Nero tidak tahu apa ujian terakhir, tapi itu bukan duel, mereka tidak akan saling melempar sihir lagi. Tiga pria lain yang tersisa sama gelisahnya dengan dirinya saat menunggu di depan pintu ruang takhta. Mungkin mereka harus meyakinkan Kaisar, buat dia terkesan. Bagaimanapun mereka telah melalui semua ujian fisik. Mengambil napas dalam-dalam Nero mengatur ritme jantungnya yang berdebar menjadi teratur. Tidak ada gunanya menjadi panik, dia telah sejauh ini, dia tidak akan gagal. Dia akan terpilih, melayani Kaisar, dan ketika dia cukup dekat, pisaunya akan menemui jantung Kaisar.

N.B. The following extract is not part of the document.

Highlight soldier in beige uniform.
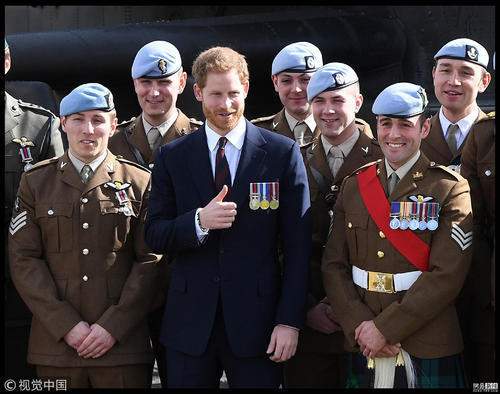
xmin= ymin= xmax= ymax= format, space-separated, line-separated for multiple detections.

"Lazarus Scipio, Gray unsur tanah yang diberkati Nemit!" panggil penjaga saat pintu ke ruang takhta terbuka, Nero melihat sekilas ruangan mewah yang disepuh emas, tapi sebelum dia melihat lebih banyak, pintu kembali mengayun tertutup. Detik lalu menit berlalu saat satu persatu dari tiga saingannya dipanggil dan tak satu pun dari mereka kembali. Itu membuat perut Nero berputar, dia ingin muntah.
Apa yang terjadi? Apa yang perlu dia lakukan untuk mengamankan posisinya sebagai Griseo? Namun sebelum dia menemukan jawaban pintu ke ruang takhta kembali terbuka dan penjaga meneriakkan namanya ke ruangan. "Nero Marinus, Gray unsur api yang diberkati Sol!"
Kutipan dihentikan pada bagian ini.